No need to blame these parasites for all of their taking though because you taught them it was ok. Your over-giving and self-scrificing nature invited them in and perfectly demonstrated what you believe to be true: everyone else's needs are more important than yours.
The people around you cannot be faulted for acting in accordance with your beliefs, so if you're sick of feeling burnt out, resentful, used, undervalued, and taken for granted, you need an inner shift. You need to look within and ask yourself why you need to feel needed, why you feel the need to fix others, why you do not feel worthy of your own love, and why you can't say no to them and yes to yourself.
5. No one but you (and me) will give you permission to change something. Don`t let that stop you.
More often than not, the people around us are invested in us staying exactly where we are. Therefore, it`s up to you to make the decision to change even if others might throw a hissy fit because of it. Unless you have a really super and supportive partner, mother, father etc already, you will rarely hear someone you love say 'Sure, go change in a BIG way and I'll deal with it no problem!'. Change is uncomfortable for everyone and when you change it forces everyone around you to change as well to match the new you. Some people can do that without much fuss but some can`t handle it and that`s when there`s a split.

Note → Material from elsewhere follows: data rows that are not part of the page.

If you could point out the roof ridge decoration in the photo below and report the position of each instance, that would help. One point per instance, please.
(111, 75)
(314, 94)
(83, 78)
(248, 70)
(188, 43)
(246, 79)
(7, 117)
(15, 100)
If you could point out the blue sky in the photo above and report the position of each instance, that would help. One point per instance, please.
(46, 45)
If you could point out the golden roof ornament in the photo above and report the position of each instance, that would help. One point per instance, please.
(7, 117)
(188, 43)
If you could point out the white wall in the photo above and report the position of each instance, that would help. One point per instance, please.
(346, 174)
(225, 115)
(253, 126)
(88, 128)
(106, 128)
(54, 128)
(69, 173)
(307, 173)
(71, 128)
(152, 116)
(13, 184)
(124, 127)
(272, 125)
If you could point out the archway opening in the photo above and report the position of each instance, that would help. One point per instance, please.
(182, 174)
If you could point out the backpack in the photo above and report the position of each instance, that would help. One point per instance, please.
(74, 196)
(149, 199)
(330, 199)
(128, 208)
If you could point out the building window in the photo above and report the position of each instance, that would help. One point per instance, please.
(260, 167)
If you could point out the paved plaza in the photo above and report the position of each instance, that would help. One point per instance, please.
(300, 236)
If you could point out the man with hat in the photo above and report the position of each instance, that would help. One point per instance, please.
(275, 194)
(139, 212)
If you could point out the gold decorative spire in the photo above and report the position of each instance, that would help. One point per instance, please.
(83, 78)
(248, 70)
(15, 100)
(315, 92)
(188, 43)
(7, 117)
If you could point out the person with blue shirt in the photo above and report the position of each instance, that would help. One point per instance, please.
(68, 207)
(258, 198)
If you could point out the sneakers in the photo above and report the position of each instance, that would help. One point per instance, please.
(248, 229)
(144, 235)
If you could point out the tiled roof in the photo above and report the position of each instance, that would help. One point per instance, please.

If you start feeling better about yourself than those around you are used to, it might make them feel insecure, threatened or scared. That`s natural because they have no idea what these new changes will mean for them and your relationship. It`s human nature to hang on to the way things were, even if there`s something better on the horizon, because we are all most comfortable with what`s familiar.
So let`s say you have been married for years and you have been overweight most of your life. Then one year you lose all the weight and feel way more energized, confident and happy. Maybe even happier then you`ve ever been because you get to wear all these new clothes in these new sizes and you feel like a different person or maybe you just feel like the person you were always meant to be.
You`d think your hubby would be totally happy for you and hot for this new version of the woman he adores, but sometimes that isn`t what happens. He might feel quite resistant to the new you because maybe he was struggling with weight too and feels shitty that now he is on his own. Or maybe he fears your increased confidence will attract more men and that maybe you`ll be tempted to leave him; something he might not have worried about in the past if you felt badly about yourself. So you may start to receive guilt trips, snide remarks or other things that might make you question if you did something wrong or that maybe you`re the one responsible for his feelings. You`re not. His issue, not yours.
If you`re a hottie who wants to be empowered, you are going to have to accept that many of the choices you make to better your life may not necessarily be supported by those around you unless they share the same goals. That is not a reason to stop growing.
Of course it doesn`t feel good when those we love don`t approve of something we do, but it feels even worse to live a life based on the desires and opinions of others. That is no life at all.
You`re here for you and to share your awesomeness with everyone else. You get to decide what you want and go after it. You don`t need their permission and you certainly don`t need mine. You just need a reason to want more for yourself, because once you do, you`ll get it.